Feminisme interseksionalitas, ditawarkan untuk menjadi cara untuk menjembatani konteks-konteks yang beragam berbasis kelas, budaya, ras, orientasi seksual dan politik lokasi sehingga tidak ada wacana feminisme yang tunggal dan dominan untuk membaca semua fenomena. Identitas perempuan muslim dan hijab harus dibaca dengan menimbang struktur, situasi kebudayaan, dinamika politik dan bahkan sejarah personal untuk memberi ruang pada subjektivitas. Dengan demikian, pendekatan interseksional membantu kita untuk menghindar dari tindak memperkuat stereotip, memberi ruang pada suara-suara yang berbeda, sehingga pemahaman feminisme tidak lah tunggal. Interseksionalitas membuka kemungkinan bagi kita untuk berempati pada mereka yang berbeda, memasukkan kaki kita pada sepatu orang lain.
Kerja-kerja penciptaan karya sebagaimana yang dilakukan oleh Mujahidin ini saya kira merupakan titik awal dari pekerjaan rumah yang panjang. Seniman masih menggunakan cara pandang yang menyentuh permukaan, dan saya kira, ia pun mengetahui keterbatasannya ini, sehingga kompleksitas isunya pun belum tergali dengan kuat. tetapi saya kira, yang penting dari tema-tema pameran semacam ini adalah bagaimana seniman laki-laki berupaya untuk membangun empati dan proses untuk memahami pengalaman kehidupan perempuan, baik berkait tubuh, emosi, trauma masa lalu atau himpitan kesulitannya di masa kini. Dalam diskusi-diskusi kami, saya acap mengingatkan bahwa situasi buruk yang dialami perempuan memang dengan mudah membawa anggapan bahwa perempuan adalah korban, akan tetapi, kita harus memberi harga pada kemampuan mereka bertahan, dan karenanya, dapat dicatat bahwa para perempuan selalu merebut agensi dirinya; mencari peluang untuk mengubah hidup dan mendobrak struktur-struktur sosial, dengan cara yang paling subtil sekalipun.
“Your Silence will not Protect You” adalah salah satu kutipan penting dari Audre Lorde yang mendorong perempuan untuk tidak lagi diam dengan situasi-situasi yang mengungkung atau membatasi.
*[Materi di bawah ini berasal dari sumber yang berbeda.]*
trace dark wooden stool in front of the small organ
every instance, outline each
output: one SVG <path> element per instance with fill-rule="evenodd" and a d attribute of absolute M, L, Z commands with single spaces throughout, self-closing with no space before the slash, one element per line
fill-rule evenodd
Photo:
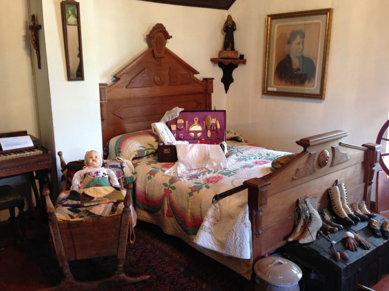
<path fill-rule="evenodd" d="M 19 226 L 21 228 L 22 235 L 19 234 L 15 207 L 18 207 L 19 214 Z M 14 188 L 9 185 L 0 186 L 0 210 L 9 210 L 11 231 L 15 240 L 18 240 L 21 244 L 26 239 L 26 225 L 24 217 L 24 197 L 20 195 Z"/>

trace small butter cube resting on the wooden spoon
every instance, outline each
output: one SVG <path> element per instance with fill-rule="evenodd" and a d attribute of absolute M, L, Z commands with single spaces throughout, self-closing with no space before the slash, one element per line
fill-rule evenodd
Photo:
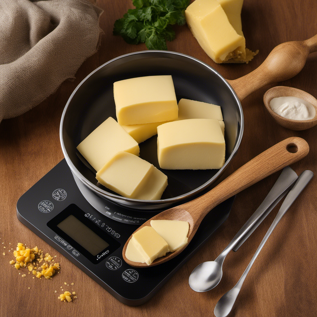
<path fill-rule="evenodd" d="M 147 265 L 169 252 L 166 241 L 149 226 L 145 226 L 135 232 L 130 241 L 143 256 Z"/>

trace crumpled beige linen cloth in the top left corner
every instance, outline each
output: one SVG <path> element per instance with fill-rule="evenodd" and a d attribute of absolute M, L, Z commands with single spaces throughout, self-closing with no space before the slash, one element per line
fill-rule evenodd
<path fill-rule="evenodd" d="M 0 122 L 74 78 L 99 46 L 101 13 L 86 0 L 0 0 Z"/>

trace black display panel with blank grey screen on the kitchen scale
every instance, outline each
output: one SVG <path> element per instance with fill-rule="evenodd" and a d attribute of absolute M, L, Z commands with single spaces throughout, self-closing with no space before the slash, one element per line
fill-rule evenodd
<path fill-rule="evenodd" d="M 98 223 L 86 217 L 77 205 L 71 204 L 47 225 L 71 247 L 97 264 L 120 247 L 120 243 L 102 230 Z"/>

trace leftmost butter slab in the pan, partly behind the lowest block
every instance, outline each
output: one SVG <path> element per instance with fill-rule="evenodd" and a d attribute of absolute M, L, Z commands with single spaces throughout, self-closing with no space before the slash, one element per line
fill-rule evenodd
<path fill-rule="evenodd" d="M 119 151 L 135 155 L 140 152 L 138 143 L 112 117 L 94 129 L 77 146 L 77 150 L 96 171 Z"/>

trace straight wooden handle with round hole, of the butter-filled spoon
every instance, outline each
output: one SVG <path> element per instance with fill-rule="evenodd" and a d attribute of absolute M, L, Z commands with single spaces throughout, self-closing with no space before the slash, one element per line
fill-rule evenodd
<path fill-rule="evenodd" d="M 197 222 L 199 226 L 212 208 L 285 166 L 297 162 L 308 152 L 309 146 L 304 139 L 285 139 L 251 159 L 203 196 L 182 204 L 179 208 L 187 210 L 194 223 Z"/>

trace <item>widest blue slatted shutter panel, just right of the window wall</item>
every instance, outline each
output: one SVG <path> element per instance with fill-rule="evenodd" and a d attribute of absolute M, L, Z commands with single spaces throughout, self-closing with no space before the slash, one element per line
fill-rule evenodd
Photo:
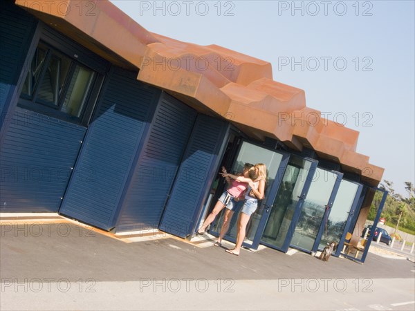
<path fill-rule="evenodd" d="M 111 229 L 127 176 L 154 113 L 160 91 L 137 81 L 136 73 L 115 68 L 104 88 L 61 214 Z"/>

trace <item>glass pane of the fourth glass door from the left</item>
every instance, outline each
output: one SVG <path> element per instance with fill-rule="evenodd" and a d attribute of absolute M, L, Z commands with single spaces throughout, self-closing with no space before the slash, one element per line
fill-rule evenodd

Dengan kesadaran berbicara, para perempuan bisa menciptakan kekuatan bersama. Ruang-ruang seni, baik pameran, film, tulisan sastra, memberi kemungkinan membicarakan hal-hal tersebut melalui metafor, menjadikan kenyataan sebagai harapan dan imajinasi. Dengan judul tersebut, seniman Mujahidin Nurrahman menunjukkan bagaimana sebagai lelaki ia ingin menjadi bagian dari mereka yang mendorong perubahan dan menjadi mediator bagi upaya-upaya mengartikulasikan pengalaman.
Pameran ini tidak serta merta dimaksudkan si seniman untuk mengklaim dirinya sebagai feminis, dan bukan itu pula yang dibayangkan. Sementara menjadi feminis adalah proses menjadi, memasuki ruang percakapan dan menegakkan bendera putih untuk berdamai dengan beragam ketegangan atas kita dan mereka, saya dan dia, adalah sebuah awal. Kita membangun dan membagi empati, melihat diri bercermin pada identitas-identitas yang lain. Dalam wajah-wajah perempuan tertutup hijab dan burqa, proses saling memandang dan bertukar gaze (pandangan) ini menjadi ruang bagi kita mendengar lagu harapan; sebuah litani bagi mereka untuk terus bertahan.